About maintenance

This page explains how Memorystore for Valkey performs maintenance on instances. It also provides information and configuration recommendations that your client applications should be aware of to take advantage of Memorystore for Valkey's zero downtime maintenance design. These recommendations apply to both highly available instances and instances without replicas. However, we strongly recommend the high availability configuration for all production use cases.

Memorystore for Valkey routinely updates instances to ensure that the service is reliable, performant, secure, and up-to-date. These updates are called maintenance. Maintenance is fully managed by the service and is designed to have zero downtime impact.

Maintenance typically falls into the following categories:

  • Memorystore features. To launch some features, Memorystore requires a maintenance update.
  • Operating system patches. We continuously monitor newly identified security vulnerabilities in the operating system. Upon discovery, we patch the operating system to protect you from new risks.
  • Database patches. Maintenance can include a Valkey update to improve instance security, performance, and reliability characteristics beyond what OSS Valkey provides.

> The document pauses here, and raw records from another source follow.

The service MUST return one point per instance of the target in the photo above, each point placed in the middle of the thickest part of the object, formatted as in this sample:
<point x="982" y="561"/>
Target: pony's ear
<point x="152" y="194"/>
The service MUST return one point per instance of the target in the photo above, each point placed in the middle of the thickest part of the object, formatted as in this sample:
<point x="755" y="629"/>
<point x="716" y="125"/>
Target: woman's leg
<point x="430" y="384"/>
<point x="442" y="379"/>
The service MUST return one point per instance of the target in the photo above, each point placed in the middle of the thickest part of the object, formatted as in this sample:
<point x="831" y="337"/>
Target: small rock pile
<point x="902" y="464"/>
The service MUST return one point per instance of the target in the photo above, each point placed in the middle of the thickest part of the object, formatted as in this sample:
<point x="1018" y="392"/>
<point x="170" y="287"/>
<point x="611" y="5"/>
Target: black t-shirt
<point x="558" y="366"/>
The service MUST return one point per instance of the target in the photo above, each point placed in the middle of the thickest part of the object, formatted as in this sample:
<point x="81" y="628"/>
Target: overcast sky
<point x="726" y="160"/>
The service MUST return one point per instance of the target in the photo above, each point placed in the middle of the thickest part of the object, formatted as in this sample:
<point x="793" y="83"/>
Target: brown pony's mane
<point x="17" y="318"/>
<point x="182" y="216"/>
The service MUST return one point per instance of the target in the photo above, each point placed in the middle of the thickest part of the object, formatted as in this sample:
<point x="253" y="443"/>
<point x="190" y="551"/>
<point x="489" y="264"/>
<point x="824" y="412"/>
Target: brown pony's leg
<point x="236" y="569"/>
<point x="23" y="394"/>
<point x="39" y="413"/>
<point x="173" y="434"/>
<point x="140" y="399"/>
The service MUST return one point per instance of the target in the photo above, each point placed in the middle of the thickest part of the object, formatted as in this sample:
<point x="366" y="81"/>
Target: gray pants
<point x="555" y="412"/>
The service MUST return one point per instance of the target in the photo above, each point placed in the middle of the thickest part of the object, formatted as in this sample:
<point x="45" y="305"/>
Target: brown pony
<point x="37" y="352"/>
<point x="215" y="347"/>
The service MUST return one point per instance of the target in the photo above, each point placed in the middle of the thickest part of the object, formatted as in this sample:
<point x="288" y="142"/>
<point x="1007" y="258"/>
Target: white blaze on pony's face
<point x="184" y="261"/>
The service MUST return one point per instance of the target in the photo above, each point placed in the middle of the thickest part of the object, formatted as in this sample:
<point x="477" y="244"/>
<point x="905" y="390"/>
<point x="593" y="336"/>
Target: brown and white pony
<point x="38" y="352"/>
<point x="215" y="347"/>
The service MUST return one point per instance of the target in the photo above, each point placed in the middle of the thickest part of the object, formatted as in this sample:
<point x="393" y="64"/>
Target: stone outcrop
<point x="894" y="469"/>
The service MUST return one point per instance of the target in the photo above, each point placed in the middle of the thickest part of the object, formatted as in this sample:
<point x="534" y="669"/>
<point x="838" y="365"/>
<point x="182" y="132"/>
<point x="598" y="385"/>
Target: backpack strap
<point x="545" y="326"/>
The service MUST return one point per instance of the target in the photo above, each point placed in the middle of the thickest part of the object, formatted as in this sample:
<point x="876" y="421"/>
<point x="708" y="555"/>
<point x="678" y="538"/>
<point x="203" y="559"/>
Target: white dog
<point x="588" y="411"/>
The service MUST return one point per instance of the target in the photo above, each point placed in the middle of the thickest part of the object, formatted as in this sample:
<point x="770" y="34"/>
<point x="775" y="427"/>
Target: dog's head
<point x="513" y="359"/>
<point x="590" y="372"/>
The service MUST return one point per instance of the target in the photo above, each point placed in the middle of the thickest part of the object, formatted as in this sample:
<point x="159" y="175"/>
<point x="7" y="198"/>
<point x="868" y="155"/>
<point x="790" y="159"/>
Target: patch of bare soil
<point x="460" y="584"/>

Configure your client application

To configure your client application for the best performance and availability possible during maintenance, follow these steps:

  1. Use and configure your third party client according to the guidance at Client best practices to make sure that any scheduled maintenance doesn't impact the client application. Our recommended client configurations can avoid connection resets through periodic inline topology refreshes and background connection rotations.
  2. Test your client application with a series of update operations (such as scale in or out, replica count changes) while running a representative workload on primary and replica nodes, and monitoring for client impact. These updates test the inline topology refresh logic on clients, full sync impact, new node discovery, and existing node removal capability. Testing helps make sure that the third party client is configured correctly to avoid any negative impact to your application.

Scheduled maintenance

Memorystore for Valkey leverages a gradual deployment and create-before-destroy lifecycle strategy to avoid any downtime impact of Memorystore scheduled maintenance on your Valkey instances. Zero-downtime maintenance is achieved by using the request redirection capabilities of the OSS Valkey cluster protocol in conjunction with the following Memorystore mechanisms:

  1. Coordinated failover without any loss of data
  2. Graceful node removal to enable clients to catch up to the node topology updates without any availability impact
  3. The instance's PSC endpoints aren't affected by maintenance. For more information about PSC endpoints, see Instance endpoints.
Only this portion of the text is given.